Am Check-in-Schalter wird die Banderole an den Koffer gebracht – bei einer aktuellen Betrugsmasche landet sie anschließend allerdings an einem mit Drogen gefüllten Koffer Foto: Getty Images/Dario Sintoni
Gibt man am Flughafen seinen Koffer auf, ist wohl das Schlimmste, womit man rechnet, dass er nicht am Urlaubsziel ankommt oder verloren geht. Doch es geht noch deutlich schlimmer. Denn bei einer neuen Betrugsmasche nutzen Kriminelle Passagiere als Drogenschmuggler. Alle Details erfahren Sie hier.
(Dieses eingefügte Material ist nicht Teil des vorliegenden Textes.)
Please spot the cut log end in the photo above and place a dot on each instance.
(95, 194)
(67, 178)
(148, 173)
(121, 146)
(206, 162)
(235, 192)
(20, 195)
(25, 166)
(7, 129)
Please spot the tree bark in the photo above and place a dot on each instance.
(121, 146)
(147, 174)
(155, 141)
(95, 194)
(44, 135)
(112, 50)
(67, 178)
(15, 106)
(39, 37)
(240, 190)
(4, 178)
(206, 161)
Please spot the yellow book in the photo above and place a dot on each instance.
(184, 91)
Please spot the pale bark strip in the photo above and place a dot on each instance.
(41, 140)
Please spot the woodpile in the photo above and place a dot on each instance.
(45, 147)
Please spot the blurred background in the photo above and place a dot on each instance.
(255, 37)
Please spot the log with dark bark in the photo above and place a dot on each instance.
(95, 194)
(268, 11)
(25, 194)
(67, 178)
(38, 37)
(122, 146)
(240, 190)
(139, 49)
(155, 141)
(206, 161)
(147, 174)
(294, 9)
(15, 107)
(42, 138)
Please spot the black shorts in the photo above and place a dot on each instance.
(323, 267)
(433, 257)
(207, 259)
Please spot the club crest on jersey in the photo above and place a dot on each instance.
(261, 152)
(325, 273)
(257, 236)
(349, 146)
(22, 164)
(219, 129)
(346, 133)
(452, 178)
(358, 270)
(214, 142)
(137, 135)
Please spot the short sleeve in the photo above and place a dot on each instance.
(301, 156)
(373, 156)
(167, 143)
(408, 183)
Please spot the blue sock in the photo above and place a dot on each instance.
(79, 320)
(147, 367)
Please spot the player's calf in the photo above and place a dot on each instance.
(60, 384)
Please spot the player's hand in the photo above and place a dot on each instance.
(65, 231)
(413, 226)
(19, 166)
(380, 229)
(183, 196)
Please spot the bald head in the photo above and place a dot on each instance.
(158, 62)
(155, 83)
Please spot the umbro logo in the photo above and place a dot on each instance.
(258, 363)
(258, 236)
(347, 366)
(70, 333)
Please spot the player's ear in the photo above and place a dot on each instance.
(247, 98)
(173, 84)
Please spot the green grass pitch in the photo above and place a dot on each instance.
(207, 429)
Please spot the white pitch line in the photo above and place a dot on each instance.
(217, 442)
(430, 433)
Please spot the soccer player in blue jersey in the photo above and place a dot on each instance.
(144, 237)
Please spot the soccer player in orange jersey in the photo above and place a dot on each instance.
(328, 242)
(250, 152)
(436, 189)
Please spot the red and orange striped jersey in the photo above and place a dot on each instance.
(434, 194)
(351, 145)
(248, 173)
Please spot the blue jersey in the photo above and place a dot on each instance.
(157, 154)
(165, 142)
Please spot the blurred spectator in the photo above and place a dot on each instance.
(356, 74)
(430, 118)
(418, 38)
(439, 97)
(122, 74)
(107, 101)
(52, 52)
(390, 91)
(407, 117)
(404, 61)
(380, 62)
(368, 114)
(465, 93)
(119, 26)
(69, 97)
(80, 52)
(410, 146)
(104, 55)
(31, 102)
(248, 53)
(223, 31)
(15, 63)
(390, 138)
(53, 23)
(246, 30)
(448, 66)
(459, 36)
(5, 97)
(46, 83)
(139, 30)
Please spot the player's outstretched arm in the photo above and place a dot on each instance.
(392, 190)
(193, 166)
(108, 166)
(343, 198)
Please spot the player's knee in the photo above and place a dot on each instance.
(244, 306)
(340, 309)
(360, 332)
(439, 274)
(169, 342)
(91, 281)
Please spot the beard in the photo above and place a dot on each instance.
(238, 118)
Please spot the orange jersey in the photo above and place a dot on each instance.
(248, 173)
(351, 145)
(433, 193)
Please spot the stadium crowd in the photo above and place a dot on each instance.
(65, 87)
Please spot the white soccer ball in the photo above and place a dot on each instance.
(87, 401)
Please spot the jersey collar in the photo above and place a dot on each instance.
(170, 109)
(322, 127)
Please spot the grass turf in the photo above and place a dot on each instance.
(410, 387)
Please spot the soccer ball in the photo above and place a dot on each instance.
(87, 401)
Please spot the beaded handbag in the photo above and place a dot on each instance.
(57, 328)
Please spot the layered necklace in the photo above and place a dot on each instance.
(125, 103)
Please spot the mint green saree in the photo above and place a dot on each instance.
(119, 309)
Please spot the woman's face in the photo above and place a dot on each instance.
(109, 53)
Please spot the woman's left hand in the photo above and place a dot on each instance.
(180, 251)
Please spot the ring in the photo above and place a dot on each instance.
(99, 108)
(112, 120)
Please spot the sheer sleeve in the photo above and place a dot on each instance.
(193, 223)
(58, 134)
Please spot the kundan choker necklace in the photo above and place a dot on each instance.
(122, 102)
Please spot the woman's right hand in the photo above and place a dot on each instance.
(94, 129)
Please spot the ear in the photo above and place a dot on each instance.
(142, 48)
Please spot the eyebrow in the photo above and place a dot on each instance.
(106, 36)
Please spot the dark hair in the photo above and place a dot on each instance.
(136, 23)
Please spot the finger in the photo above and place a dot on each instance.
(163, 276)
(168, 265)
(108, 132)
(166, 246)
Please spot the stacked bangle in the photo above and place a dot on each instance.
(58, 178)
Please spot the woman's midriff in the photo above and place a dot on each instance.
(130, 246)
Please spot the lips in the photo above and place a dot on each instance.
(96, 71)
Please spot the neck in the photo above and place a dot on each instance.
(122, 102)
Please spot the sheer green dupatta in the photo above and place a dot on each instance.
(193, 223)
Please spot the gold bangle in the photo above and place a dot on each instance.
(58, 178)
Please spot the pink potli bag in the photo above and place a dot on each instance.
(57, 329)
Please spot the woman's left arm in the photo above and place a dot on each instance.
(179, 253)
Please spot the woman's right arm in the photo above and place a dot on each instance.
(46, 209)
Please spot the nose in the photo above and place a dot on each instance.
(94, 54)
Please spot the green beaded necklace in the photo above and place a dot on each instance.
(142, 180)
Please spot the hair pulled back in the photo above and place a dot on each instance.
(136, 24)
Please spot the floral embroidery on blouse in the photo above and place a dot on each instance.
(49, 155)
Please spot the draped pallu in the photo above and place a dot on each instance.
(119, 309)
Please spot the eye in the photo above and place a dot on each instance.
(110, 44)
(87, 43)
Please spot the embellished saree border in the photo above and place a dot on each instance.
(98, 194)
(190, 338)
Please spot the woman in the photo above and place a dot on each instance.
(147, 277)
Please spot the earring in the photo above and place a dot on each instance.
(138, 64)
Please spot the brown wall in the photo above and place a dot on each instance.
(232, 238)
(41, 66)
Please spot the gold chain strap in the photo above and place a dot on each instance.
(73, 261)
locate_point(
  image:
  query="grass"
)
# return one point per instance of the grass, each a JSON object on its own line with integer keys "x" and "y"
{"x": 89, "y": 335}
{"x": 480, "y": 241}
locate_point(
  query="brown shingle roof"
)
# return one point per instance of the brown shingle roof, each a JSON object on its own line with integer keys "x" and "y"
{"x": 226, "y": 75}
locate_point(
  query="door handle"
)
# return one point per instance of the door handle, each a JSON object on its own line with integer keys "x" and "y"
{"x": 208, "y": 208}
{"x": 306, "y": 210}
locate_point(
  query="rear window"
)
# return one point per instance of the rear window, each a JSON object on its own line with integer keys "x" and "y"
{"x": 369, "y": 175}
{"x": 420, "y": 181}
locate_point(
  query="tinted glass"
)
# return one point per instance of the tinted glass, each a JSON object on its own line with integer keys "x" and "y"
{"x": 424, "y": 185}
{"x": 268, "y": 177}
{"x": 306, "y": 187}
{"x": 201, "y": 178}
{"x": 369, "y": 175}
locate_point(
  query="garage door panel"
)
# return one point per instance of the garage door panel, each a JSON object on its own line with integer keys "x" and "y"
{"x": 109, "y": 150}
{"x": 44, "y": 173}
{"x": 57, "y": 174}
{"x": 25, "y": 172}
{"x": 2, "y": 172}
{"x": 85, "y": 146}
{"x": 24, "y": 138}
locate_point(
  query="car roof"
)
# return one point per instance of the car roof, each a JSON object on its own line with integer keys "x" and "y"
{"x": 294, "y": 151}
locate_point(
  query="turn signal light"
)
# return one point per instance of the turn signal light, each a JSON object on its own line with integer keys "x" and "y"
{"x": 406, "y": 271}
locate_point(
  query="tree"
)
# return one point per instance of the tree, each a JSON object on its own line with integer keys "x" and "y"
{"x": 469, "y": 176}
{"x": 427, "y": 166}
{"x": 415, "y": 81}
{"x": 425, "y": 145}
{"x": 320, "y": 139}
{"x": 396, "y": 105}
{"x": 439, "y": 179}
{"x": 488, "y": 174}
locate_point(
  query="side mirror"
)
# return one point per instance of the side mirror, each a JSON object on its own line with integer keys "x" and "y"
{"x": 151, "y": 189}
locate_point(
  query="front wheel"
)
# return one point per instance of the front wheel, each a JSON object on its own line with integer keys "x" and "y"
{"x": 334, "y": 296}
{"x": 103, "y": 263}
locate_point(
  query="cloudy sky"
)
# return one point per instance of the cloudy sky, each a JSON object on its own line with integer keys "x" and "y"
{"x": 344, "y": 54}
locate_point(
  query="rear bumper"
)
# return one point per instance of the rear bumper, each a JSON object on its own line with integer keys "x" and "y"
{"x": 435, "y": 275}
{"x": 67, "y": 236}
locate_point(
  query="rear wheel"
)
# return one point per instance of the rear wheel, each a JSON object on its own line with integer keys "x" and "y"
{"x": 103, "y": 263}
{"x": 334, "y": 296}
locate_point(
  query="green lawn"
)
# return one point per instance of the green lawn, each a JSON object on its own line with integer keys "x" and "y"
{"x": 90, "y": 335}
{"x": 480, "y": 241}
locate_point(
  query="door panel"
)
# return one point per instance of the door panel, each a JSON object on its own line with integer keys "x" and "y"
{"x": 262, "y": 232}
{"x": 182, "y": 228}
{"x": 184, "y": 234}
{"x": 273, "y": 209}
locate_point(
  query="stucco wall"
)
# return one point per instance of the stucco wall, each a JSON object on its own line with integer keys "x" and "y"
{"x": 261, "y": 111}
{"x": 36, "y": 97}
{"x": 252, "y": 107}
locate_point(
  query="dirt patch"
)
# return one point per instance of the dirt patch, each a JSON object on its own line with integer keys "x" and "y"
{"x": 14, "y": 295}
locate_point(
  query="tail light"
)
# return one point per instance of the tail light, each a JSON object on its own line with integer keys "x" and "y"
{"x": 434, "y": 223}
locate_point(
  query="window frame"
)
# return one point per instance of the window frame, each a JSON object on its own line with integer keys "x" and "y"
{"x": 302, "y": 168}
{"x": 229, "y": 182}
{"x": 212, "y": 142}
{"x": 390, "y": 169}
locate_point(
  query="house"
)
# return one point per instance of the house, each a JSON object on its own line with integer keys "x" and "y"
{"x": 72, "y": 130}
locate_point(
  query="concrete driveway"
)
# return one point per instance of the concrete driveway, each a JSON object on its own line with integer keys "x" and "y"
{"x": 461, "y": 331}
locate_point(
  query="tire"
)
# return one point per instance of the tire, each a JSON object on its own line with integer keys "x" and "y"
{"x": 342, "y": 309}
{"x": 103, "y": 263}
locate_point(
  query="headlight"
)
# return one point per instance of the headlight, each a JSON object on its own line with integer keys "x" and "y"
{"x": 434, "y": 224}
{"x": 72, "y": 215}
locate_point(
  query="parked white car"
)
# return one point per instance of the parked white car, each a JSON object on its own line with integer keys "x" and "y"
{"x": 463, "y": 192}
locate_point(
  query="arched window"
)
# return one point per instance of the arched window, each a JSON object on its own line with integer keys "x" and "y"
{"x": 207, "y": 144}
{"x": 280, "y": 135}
Koffer prall gefüllt mit Drogen
Stellen Sie sich vor, Sie geben Ihren Koffer ganz normal am Check-in-Schalter ab. Dort wird er gewogen und bekommt eine Banderole mit dem Namen des Passagiers sowie dem Zielflughafen. Soweit alles ganz normal. Doch bei einer aktuellen Betrugsmasche tauschen Kriminelle die Banderole mit dem Namen aus. Das Schild kommt an einen anderen Koffer. Und dieser ist prall gefüllt mit Drogen.
Was unglaublich klingt, ist tatsächlich Realität. Bei einer investigativen Recherche hat das kanadische Magazin „CTV News“ Korruption an Flughäfen in Kanada aufgedeckt. Demnach gibt es 17 bekannte Fälle, bei denen Passagiere Opfer dieser Masche geworden sind.
Betroffen waren ganz unterschiedliche Flüge und Passagiere. Abflugland war stets Kanada. Mal ging der Flieger nach Deutschland, mal nach Marokko oder Frankreich. Es waren auch Länder dabei, wo auf Drogenschmuggel sogar noch die Todesstrafe steht.
Die Fluggäste wurden teils verhaftet und abgeführt. In allen bekannten Fällen konnten die unschuldigen Opfer aber am Ende entlastet werden. Wie oft Drogen unentdeckt durchgerutscht sind, ist nicht bekannt.
Wie genau die Kriminellen vorgehen, ist nicht ganz klar. Es wurden allerdings im Zuge der Ermittlungen mehrere Flughafenmitarbeiter verhaftet. Sie sollen die Banderolen von den Koffern entfernt und an ein Gepäckstück, das mit Drogen gefüllt war, angebracht haben. Anschließend, so heißt es in der Recherche, wurden andere Gepäckanhänger an den Koffer der ahnungslosen Passagiere angebracht. Etwa mit dem Vermerk, den sonst nur Koffer bekommen, die etwa nicht abgeholt oder verspätet sind.
Wenn der Drogenkoffer dann unbemerkt in das nächste Land geschmuggelt wurde, fangen die „Empfänger“ ihn dort ab. Denn die Gepäckstücke waren nicht nur mit Drogen, sondern auch mit einem Peilsender versehen. Wurden die Taschen vorher bei der Kontrolle herausgezogen, hatte der ahnungslose Fluggast das Problem.
Wie kann man sich am besten vor so etwas schützen? „CTV News“ hat verschiedene Tipps – unter anderem auch von einer betroffenen Passagierin, die mit Drogen im Gepäck festgenommen wurde und seit dem Vorfall nun immer Vorsichtsmaßnahmen trifft.
Reisende sollen vorab Fotos und Videos von ihrem Gepäck am Flughafen machen. So kann man dokumentieren, wie der eigene Koffer tatsächlich aussieht, und es später auch „beweisen“.
Auch Fotos oder Videos, während der Koffer gewogen wird, können hilfreich sein. So kann man nachweisen, wie schwer der Koffer tatsächlich bei der Aufgabe war – und ob sich etwas nach dem Check-in an dem Gewicht geändert hat.
Hilfreich kann ein Tracker sein. Laut „CTV News“ berichteten mehrere Opfer, dass sie dank ihrer Peilsender aufklären konnten, wo ihre echten Koffer abgeblieben sind.